How would you evaluate the current condition of the domestic cocoa market?

EDMUND POKU: When we entered the cocoa processing market as a private domestic company in 2007 it was a budding industry, as only the government and some multinationals were processing cocoa locally. Ghana was processing about 15% of the cocoa harvested in the country and the rest was being exported, meaning there was a major opportunity for us to come in and add value. However, as it had never been done before, the prevailing understanding was that it was impossible for an individual to come in and set up their own processing plant; a successful processing business would need very deep pockets and an established value chain for the finished or semi-finished product to reach end users. As we developed our business plan, we realised that we could sell our product to third parties who can then reach end users, rather than selling the cocoa bean to international markets or attempting to reach end users directly. Over time we have cultivated the capacity to reach end users without the middleman. Since 2017 we have expanded by gaining partial ownership of one of the largest melting plants in Germany, which allows us access to the European consumer market.

This model has served us well, but the barriers to entry for other local private processors remain high. Raising money in this multinational industry, either through private equity or banks, remains very costly and difficult for those who are not well connected or do not possess a high level of capital. Acquiring the permit to purchase cocoa beans from the government is also complicated and expensive. While a number of Ghanaian artisan chocolate producers have entered the consumer market in recent years, no other “beanto-bar” producer has been able to replicate the path we took – although there is still a lot of value to be added. This is a sign that the government needs to do more to allow other players to enter the market.

To what extent will the living income differential (LID) impact the cocoa industry in Ghana?

POKU: The LID will have a significant impact on several aspects of the cocoa industry. For the end user and the bottom line of the large multinationals, the additional $400 per tonne added to the price of cocoa will not make much of a difference. Chocolate producers can pass on the majority of the cost increase by slightly reducing the size of their bars or by marginally increasing the price of the finished product, but their profit margins are not expected to reduce significantly. For local artisans, however, it is more difficult to pass on the cost to consumers, thus it is likely to more seriously impact this emerging segment of the industry.

On the agricultural side, if the government can introduce the LID effectively, it will have a positive effect on the livelihood of cocoa farmers. Currently, cocoa farmers take home about 65% of the farm gate price, with 35% going to the government. After the LID the balance shifts to 70% or 75% of the cocoa bean value going to farmers. This makes cocoa farming more attractive, and we expect to see a revival.

What trends are likely to affect domestic chocolate consumption in the near future?

POKU: There is a strong correlation between GDP growth and a rise in chocolate consumption. In short, almost anyone who can afford chocolate will consume it.
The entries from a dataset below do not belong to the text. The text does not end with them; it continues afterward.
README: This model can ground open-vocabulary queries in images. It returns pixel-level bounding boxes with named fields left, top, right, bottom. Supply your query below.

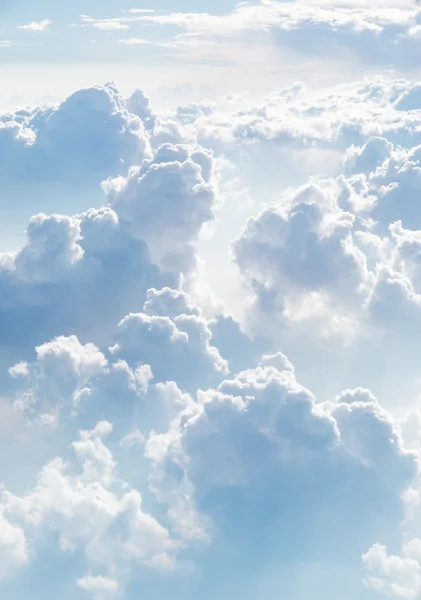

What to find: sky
left=3, top=1, right=421, bottom=600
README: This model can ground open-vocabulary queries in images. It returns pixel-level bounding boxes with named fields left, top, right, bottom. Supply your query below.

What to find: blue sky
left=3, top=1, right=421, bottom=600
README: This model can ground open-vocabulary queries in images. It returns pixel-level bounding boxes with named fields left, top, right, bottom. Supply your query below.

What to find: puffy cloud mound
left=0, top=83, right=149, bottom=184
left=110, top=297, right=228, bottom=393
left=77, top=575, right=119, bottom=600
left=0, top=139, right=220, bottom=371
left=104, top=143, right=216, bottom=272
left=362, top=540, right=421, bottom=599
left=225, top=127, right=421, bottom=405
left=9, top=288, right=227, bottom=428
left=146, top=358, right=417, bottom=580
left=233, top=182, right=369, bottom=338
left=1, top=422, right=176, bottom=584
left=0, top=512, right=28, bottom=581
left=0, top=208, right=167, bottom=359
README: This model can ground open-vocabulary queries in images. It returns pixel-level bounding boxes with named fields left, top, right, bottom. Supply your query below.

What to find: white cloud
left=0, top=83, right=149, bottom=185
left=18, top=19, right=51, bottom=32
left=8, top=288, right=226, bottom=428
left=233, top=181, right=370, bottom=339
left=2, top=422, right=176, bottom=584
left=146, top=357, right=417, bottom=570
left=118, top=38, right=158, bottom=45
left=4, top=55, right=421, bottom=600
left=83, top=2, right=421, bottom=70
left=104, top=143, right=217, bottom=272
left=0, top=511, right=28, bottom=580
left=0, top=129, right=221, bottom=374
left=93, top=21, right=130, bottom=31
left=120, top=428, right=145, bottom=449
left=77, top=575, right=119, bottom=600
left=363, top=541, right=421, bottom=599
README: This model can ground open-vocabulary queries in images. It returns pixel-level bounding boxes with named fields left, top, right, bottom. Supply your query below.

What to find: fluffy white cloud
left=233, top=181, right=370, bottom=338
left=104, top=143, right=216, bottom=272
left=8, top=288, right=227, bottom=429
left=77, top=575, right=119, bottom=600
left=2, top=422, right=176, bottom=584
left=0, top=83, right=149, bottom=185
left=0, top=511, right=28, bottom=580
left=18, top=19, right=51, bottom=31
left=363, top=541, right=421, bottom=599
left=224, top=112, right=421, bottom=403
left=146, top=358, right=417, bottom=574
left=4, top=58, right=421, bottom=600
left=0, top=207, right=168, bottom=364
left=0, top=135, right=220, bottom=377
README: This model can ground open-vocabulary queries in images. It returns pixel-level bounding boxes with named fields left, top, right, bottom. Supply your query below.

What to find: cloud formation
left=0, top=83, right=149, bottom=187
left=3, top=61, right=421, bottom=600
left=18, top=19, right=51, bottom=32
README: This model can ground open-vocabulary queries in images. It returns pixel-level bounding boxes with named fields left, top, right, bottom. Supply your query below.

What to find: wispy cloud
left=125, top=9, right=156, bottom=13
left=93, top=20, right=130, bottom=31
left=118, top=37, right=170, bottom=48
left=18, top=19, right=52, bottom=32
left=118, top=38, right=155, bottom=45
left=0, top=40, right=40, bottom=48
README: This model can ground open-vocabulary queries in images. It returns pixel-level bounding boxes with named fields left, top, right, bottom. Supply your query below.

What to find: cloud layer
left=3, top=61, right=421, bottom=600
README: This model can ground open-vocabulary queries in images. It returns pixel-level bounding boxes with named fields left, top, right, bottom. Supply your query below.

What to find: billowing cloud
left=8, top=288, right=227, bottom=430
left=0, top=511, right=28, bottom=580
left=2, top=422, right=177, bottom=585
left=0, top=137, right=219, bottom=374
left=3, top=37, right=421, bottom=600
left=363, top=540, right=421, bottom=599
left=104, top=143, right=216, bottom=272
left=146, top=357, right=417, bottom=590
left=0, top=83, right=149, bottom=186
left=233, top=181, right=370, bottom=339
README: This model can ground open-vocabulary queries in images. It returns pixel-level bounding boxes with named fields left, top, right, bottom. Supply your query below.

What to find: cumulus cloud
left=213, top=94, right=421, bottom=404
left=77, top=575, right=119, bottom=600
left=146, top=358, right=417, bottom=585
left=104, top=143, right=216, bottom=272
left=0, top=136, right=220, bottom=374
left=18, top=19, right=51, bottom=32
left=8, top=288, right=227, bottom=429
left=233, top=181, right=370, bottom=338
left=0, top=208, right=168, bottom=364
left=363, top=541, right=421, bottom=599
left=0, top=511, right=28, bottom=580
left=0, top=83, right=149, bottom=186
left=1, top=422, right=176, bottom=587
left=4, top=46, right=421, bottom=600
left=110, top=308, right=227, bottom=393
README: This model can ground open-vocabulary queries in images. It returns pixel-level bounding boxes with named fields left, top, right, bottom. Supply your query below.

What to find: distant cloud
left=126, top=8, right=156, bottom=13
left=77, top=575, right=119, bottom=599
left=92, top=20, right=130, bottom=31
left=118, top=37, right=155, bottom=45
left=18, top=19, right=51, bottom=32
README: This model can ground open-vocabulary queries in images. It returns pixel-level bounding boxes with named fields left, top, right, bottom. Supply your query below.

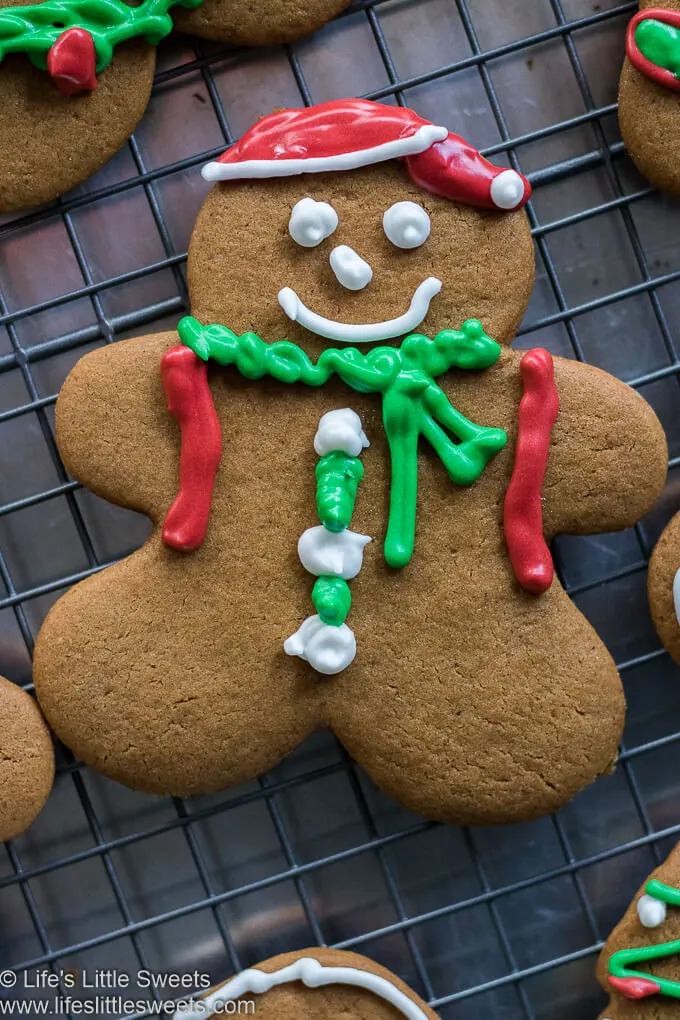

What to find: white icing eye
left=637, top=894, right=667, bottom=928
left=289, top=197, right=338, bottom=247
left=383, top=201, right=431, bottom=249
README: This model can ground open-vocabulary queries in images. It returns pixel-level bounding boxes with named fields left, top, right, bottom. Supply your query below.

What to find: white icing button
left=314, top=408, right=370, bottom=458
left=637, top=893, right=667, bottom=928
left=289, top=197, right=339, bottom=247
left=329, top=245, right=373, bottom=290
left=490, top=169, right=526, bottom=210
left=284, top=616, right=357, bottom=675
left=298, top=525, right=370, bottom=579
left=673, top=566, right=680, bottom=626
left=383, top=201, right=431, bottom=249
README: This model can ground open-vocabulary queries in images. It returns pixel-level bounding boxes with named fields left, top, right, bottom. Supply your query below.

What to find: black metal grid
left=3, top=1, right=680, bottom=1018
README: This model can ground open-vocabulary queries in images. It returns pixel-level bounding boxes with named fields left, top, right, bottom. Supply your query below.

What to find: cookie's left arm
left=542, top=358, right=667, bottom=536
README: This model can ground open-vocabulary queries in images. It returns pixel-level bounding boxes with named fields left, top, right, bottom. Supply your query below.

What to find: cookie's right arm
left=56, top=332, right=182, bottom=520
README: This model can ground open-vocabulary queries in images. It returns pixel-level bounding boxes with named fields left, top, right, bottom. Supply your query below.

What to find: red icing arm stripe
left=608, top=975, right=661, bottom=999
left=503, top=348, right=559, bottom=595
left=160, top=345, right=222, bottom=553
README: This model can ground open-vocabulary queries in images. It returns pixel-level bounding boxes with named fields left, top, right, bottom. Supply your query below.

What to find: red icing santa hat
left=202, top=98, right=531, bottom=212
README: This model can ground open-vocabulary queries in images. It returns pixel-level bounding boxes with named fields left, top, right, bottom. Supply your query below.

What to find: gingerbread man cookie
left=174, top=0, right=353, bottom=47
left=186, top=948, right=438, bottom=1020
left=0, top=0, right=350, bottom=212
left=0, top=0, right=164, bottom=212
left=619, top=2, right=680, bottom=195
left=0, top=675, right=54, bottom=841
left=34, top=99, right=667, bottom=825
left=647, top=510, right=680, bottom=663
left=596, top=843, right=680, bottom=1016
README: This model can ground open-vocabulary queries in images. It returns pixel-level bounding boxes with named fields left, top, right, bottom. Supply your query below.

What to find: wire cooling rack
left=2, top=0, right=680, bottom=1017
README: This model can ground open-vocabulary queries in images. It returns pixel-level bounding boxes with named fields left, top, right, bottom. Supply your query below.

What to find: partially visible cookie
left=0, top=0, right=160, bottom=214
left=648, top=511, right=680, bottom=663
left=619, top=1, right=680, bottom=196
left=174, top=0, right=352, bottom=46
left=190, top=948, right=438, bottom=1019
left=597, top=843, right=680, bottom=1017
left=0, top=675, right=54, bottom=841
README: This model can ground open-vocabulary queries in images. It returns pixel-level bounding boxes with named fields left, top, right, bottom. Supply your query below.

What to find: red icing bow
left=202, top=98, right=531, bottom=212
left=47, top=27, right=98, bottom=95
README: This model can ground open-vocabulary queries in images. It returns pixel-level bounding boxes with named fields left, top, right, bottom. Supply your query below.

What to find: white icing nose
left=329, top=245, right=373, bottom=291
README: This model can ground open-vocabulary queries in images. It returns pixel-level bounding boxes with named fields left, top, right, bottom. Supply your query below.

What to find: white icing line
left=278, top=276, right=442, bottom=343
left=201, top=124, right=448, bottom=182
left=673, top=566, right=680, bottom=626
left=183, top=958, right=431, bottom=1020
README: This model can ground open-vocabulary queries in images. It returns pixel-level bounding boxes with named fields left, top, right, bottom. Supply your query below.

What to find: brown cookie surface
left=648, top=511, right=680, bottom=664
left=174, top=0, right=352, bottom=46
left=33, top=109, right=668, bottom=823
left=618, top=0, right=680, bottom=196
left=33, top=332, right=665, bottom=821
left=0, top=0, right=155, bottom=214
left=597, top=844, right=680, bottom=1019
left=198, top=947, right=439, bottom=1019
left=0, top=675, right=54, bottom=841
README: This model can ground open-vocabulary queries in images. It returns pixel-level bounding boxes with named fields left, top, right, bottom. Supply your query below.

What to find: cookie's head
left=188, top=99, right=535, bottom=353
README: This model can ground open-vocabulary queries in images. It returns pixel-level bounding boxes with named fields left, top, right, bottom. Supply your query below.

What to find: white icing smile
left=278, top=276, right=442, bottom=343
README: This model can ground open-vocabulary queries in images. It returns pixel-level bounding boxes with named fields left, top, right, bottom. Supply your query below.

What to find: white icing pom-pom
left=490, top=169, right=525, bottom=210
left=298, top=526, right=370, bottom=579
left=314, top=408, right=370, bottom=458
left=637, top=893, right=667, bottom=928
left=284, top=616, right=356, bottom=674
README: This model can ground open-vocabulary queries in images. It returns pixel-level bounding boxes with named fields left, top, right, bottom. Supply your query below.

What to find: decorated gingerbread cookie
left=596, top=843, right=680, bottom=1015
left=647, top=511, right=680, bottom=663
left=33, top=99, right=667, bottom=825
left=0, top=0, right=164, bottom=212
left=0, top=675, right=54, bottom=841
left=185, top=948, right=438, bottom=1019
left=619, top=2, right=680, bottom=195
left=174, top=0, right=353, bottom=47
left=0, top=0, right=351, bottom=212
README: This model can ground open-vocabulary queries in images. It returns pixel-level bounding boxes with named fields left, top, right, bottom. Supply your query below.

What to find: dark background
left=1, top=2, right=679, bottom=1018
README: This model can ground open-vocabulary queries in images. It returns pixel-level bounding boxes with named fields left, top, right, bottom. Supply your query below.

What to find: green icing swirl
left=636, top=18, right=680, bottom=77
left=312, top=575, right=352, bottom=626
left=0, top=0, right=204, bottom=71
left=316, top=451, right=364, bottom=533
left=177, top=315, right=507, bottom=568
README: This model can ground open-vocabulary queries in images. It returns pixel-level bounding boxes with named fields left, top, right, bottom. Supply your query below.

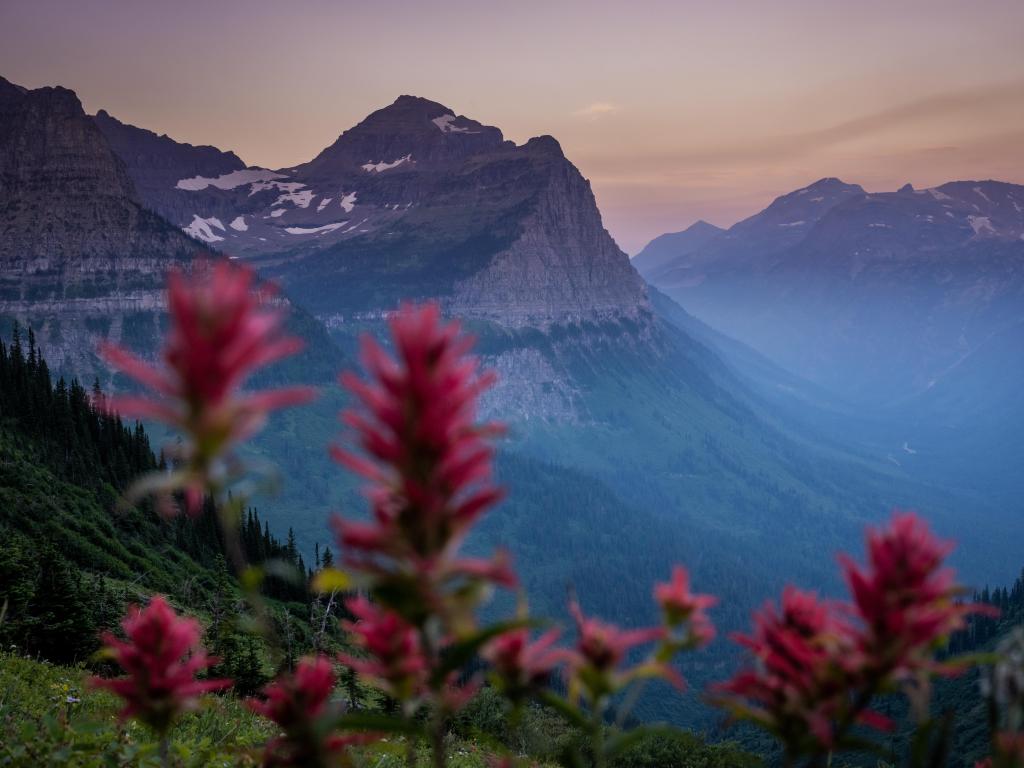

The difficulty brought by the local environment is that the weather is very hot, and any chocolate that is of high quality will melt quickly. What is needed is innovation and a change in mindset in order to allow affordable, high-quality products to succeed on the local market. In the near term, we anticipate strong growth in the consumption of instant chocolate drinks. With the African Continental Free Trade Agreement in place, we hope to see an increase in regional chocolate trade and a reduction in the cost of inputs for finished products that cannot be sourced in Ghana.